The submitter's previous device, Argent, a swallow displayed guardant azure, on a chief sable three mullets of seven points argent, is retained as a badge.
Nice English name for the 15th century onwards!
The submitter's previous device, Argent, a sea-horse azure within a bordure sable, semy of mullets of four points argent, is released.
Rauša- is a prepended Old Norse descriptive byname meaning "iron ore," and Smišr is an attested Old Norse given name.
The construction of the element Kameko was documented in the Letter of Intent from An Online Japanese Miscellany: Japanese Names by Anthony J. Bryant, updated by Joshua L. Badgley. (http://www.sengokudaimyo.com/miscellany/names.html). We remind heralds and submitters again that this website is not a reliable source. Indeed, in the case of this particular name, this source incorrectly stated that the suffix -ko means "son."

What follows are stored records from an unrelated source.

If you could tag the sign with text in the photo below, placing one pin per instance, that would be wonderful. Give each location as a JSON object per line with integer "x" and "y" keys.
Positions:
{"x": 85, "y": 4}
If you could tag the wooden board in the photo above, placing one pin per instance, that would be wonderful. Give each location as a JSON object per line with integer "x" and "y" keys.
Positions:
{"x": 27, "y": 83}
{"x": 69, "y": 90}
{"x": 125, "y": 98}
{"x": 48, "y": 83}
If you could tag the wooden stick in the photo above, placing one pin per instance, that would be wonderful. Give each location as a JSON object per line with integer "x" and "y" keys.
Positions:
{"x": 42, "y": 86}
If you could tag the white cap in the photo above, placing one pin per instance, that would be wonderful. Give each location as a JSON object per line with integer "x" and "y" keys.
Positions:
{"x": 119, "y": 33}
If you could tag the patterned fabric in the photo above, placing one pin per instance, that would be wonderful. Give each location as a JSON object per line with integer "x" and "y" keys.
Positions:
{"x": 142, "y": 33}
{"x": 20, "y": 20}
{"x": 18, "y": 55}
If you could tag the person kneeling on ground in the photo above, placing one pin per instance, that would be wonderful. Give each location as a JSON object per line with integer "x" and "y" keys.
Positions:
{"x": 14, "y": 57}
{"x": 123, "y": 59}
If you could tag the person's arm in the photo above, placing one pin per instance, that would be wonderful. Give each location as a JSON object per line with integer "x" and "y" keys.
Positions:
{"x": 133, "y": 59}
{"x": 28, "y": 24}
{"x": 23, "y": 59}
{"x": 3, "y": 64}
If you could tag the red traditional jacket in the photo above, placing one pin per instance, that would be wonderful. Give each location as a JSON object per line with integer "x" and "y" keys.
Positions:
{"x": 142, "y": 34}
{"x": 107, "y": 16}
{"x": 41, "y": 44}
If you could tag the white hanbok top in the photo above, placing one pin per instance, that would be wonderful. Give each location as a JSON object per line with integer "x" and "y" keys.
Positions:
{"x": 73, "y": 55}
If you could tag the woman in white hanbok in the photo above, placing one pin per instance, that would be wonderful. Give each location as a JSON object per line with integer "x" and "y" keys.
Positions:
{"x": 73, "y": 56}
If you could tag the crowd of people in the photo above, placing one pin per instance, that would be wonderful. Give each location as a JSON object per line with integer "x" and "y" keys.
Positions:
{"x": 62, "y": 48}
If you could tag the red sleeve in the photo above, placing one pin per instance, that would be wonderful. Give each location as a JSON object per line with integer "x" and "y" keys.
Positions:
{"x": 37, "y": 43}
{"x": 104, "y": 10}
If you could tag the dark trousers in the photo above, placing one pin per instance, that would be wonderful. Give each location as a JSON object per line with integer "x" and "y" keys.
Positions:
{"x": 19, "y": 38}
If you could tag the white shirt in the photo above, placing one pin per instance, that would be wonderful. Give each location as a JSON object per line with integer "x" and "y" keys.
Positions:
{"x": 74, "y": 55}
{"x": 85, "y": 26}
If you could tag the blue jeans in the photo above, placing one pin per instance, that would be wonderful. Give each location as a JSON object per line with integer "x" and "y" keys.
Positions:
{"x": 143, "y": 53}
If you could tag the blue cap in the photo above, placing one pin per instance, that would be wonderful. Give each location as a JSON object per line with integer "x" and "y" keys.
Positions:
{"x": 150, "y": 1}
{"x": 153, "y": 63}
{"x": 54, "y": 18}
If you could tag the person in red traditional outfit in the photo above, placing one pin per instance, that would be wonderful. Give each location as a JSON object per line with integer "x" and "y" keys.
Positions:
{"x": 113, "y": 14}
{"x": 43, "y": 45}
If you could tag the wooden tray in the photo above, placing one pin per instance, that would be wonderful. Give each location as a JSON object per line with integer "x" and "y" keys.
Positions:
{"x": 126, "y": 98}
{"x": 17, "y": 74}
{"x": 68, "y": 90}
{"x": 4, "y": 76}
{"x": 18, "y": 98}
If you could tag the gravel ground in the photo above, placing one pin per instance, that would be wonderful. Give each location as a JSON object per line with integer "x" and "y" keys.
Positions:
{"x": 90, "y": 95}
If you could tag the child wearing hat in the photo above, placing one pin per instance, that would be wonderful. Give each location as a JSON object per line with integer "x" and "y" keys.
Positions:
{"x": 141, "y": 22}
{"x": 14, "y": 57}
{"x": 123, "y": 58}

The submitter requested a masculine name. Although the element -ko originally (8th century C.E.) was a masculine suffix, by the 13-14th centuries it had become a feminine suffix. According to Name Construction in Medieval Japan (2d Ed.), the element Kame- does not begin appearing in Japanese names until the 14th century. Thus, while Kameko is a correctly constructed Japanese given name, it is not a masculine one. As the submitter has no objection to having a feminine name, we are registering the name as submitted.
There is a step from period practice for use of a compass star.